Как все же были несопоставимы наши дорожки. Все несходно! Здесь босоногий пацаненок прятался в торговых рядах, изображая партизана, здесь он дрался со слободскими, потом возвращался в тесную комнату, нехотя садясь за урок, а под вечер выбегал на Тургеневскую (бывшую Широкую), через которую лежала дорога на Москву, и вдруг — неведомо почему — душе становилось тревожно и сладко. А я в это время ходила в сад, потом на Девичку, потом гуляла то на Гоголевском, то на Суворовском; однажды днем меня нарядили, повели в Большой зал на улице Герцена, солнце весело играло на дереве, сотни незнакомых людей, и вдруг все яростно забили в ладоши, точно кто-то им дал сигнал, я видела, как блестят глаза у мамы, тети, у всех вокруг, сияли восторженные улыбки, которые делали взрослые лица почти детскими, — меня это поразило, — а на сцене стоял мой отец, папа, с львиной гривой, с этой родной горбинкой на вершине его могучего носа, и он смотрел, я готова была поклясться, на меня, на меня одну!

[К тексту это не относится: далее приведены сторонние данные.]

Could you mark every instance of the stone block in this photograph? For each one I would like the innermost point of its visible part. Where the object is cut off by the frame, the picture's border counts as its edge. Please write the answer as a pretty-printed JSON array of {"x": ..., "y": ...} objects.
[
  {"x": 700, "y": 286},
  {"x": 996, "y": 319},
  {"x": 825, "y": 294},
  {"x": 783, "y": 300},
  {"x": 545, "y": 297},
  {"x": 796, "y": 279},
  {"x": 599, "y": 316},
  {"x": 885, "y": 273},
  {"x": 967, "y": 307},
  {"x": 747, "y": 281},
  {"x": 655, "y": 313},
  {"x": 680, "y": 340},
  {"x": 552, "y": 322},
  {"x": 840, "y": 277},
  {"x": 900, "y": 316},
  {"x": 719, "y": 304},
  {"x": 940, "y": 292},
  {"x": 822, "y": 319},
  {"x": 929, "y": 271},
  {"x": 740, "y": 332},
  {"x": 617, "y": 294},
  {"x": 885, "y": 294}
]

Ах, да что говорить! Без конца я могла бы вспоминать эпизод за эпизодом, ни в одном невозможно было представить мальчонку из этого городка. Точно так же, как московскую девочку — в пыльном предместье, где вдруг иссякают асфальт и камень, встречают дорога и поле и сначала под ногами — песок, а потом — тимофеевка или овсяница, которые скоро станут сеном.

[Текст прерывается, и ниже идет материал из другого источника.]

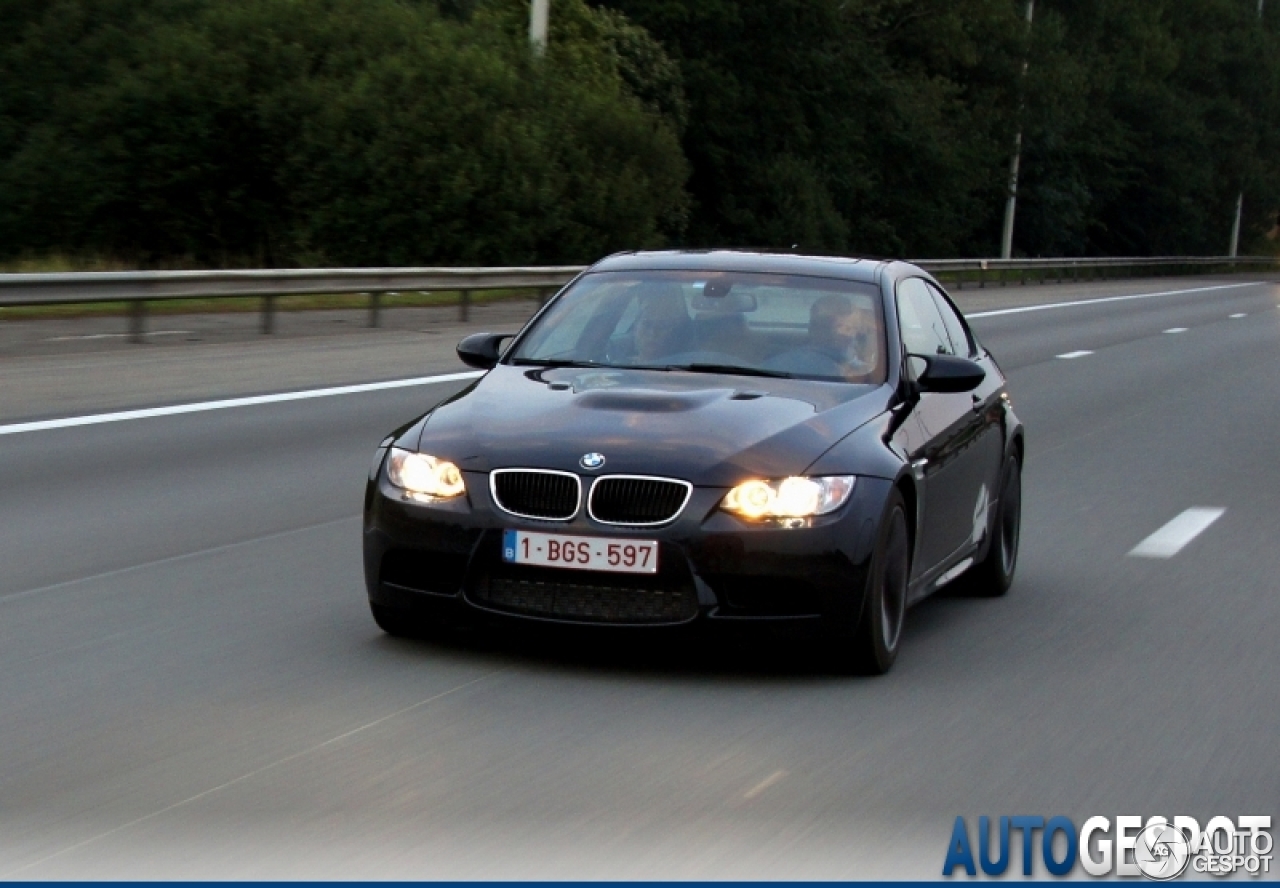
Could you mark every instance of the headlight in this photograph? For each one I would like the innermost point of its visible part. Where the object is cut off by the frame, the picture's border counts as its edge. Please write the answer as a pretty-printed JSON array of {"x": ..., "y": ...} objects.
[
  {"x": 425, "y": 476},
  {"x": 789, "y": 498}
]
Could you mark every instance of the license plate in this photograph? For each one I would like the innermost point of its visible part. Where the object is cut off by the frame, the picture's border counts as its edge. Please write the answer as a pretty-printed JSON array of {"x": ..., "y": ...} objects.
[{"x": 580, "y": 553}]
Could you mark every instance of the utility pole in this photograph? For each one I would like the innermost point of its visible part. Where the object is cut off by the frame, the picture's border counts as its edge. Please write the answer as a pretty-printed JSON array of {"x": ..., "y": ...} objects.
[
  {"x": 1239, "y": 200},
  {"x": 1006, "y": 239},
  {"x": 539, "y": 12}
]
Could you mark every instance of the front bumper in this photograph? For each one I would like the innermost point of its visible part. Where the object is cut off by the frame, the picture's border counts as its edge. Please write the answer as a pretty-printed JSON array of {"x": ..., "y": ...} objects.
[{"x": 713, "y": 567}]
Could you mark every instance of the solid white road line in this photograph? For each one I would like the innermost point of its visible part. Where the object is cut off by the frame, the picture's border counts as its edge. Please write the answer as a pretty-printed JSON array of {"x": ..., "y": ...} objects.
[
  {"x": 1023, "y": 310},
  {"x": 97, "y": 419},
  {"x": 118, "y": 335},
  {"x": 1170, "y": 539}
]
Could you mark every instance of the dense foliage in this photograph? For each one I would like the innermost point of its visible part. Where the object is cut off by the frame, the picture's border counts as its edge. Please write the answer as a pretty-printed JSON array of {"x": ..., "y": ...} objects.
[
  {"x": 284, "y": 132},
  {"x": 327, "y": 131}
]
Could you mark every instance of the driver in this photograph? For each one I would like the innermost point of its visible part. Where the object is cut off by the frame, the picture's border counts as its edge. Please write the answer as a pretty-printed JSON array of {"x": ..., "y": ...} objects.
[
  {"x": 845, "y": 332},
  {"x": 661, "y": 328}
]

И чем дальше, тем больше нас разводило, — какие лежали меж нами пространства, какие повороты судьбы! Казалось бы, ни в единой точке не могли они пересечься! И все же встретились, переплелись. Недолго было нам по пути, однажды на роковом перекрестке вновь раздвоилась колея, но как же сильно вошли мы друг в друга, если в одном перегоне от смерти ты вспомнил меня и окликнул меня, если нынче я вдруг ощутила почти кровно родственным твой городок. Ведь я давно уже сознаю, что ты р а с ш и р и л мое чувство родины.
А между тем вон уже Зуша, вон и Висельная Гора, и уж истаивают позади старые домики, палисадники, гаражи, сараи, пригорки, ложбинки, и вновь вытягивается шоссе в струну, дрожащую под колесами.
Шумит тополиная листва, приземистые многоствольные вязы машут переплетенными сучьями, летят незнакомые обозначенья — Воля, Первый Воин, Болотово, а там все ближе и ближе Орел — Становое, Ивановское, речка Оптуха, Спецкая Лука — и вот, наконец, мы вкатываемся в его предместье.
Не я первая на себе испытала притяжение этого города. В чем оно? В этой чересполосице его нови и старины? В нежности красок? В зеленых оазисах? В обилии незабвенных имен?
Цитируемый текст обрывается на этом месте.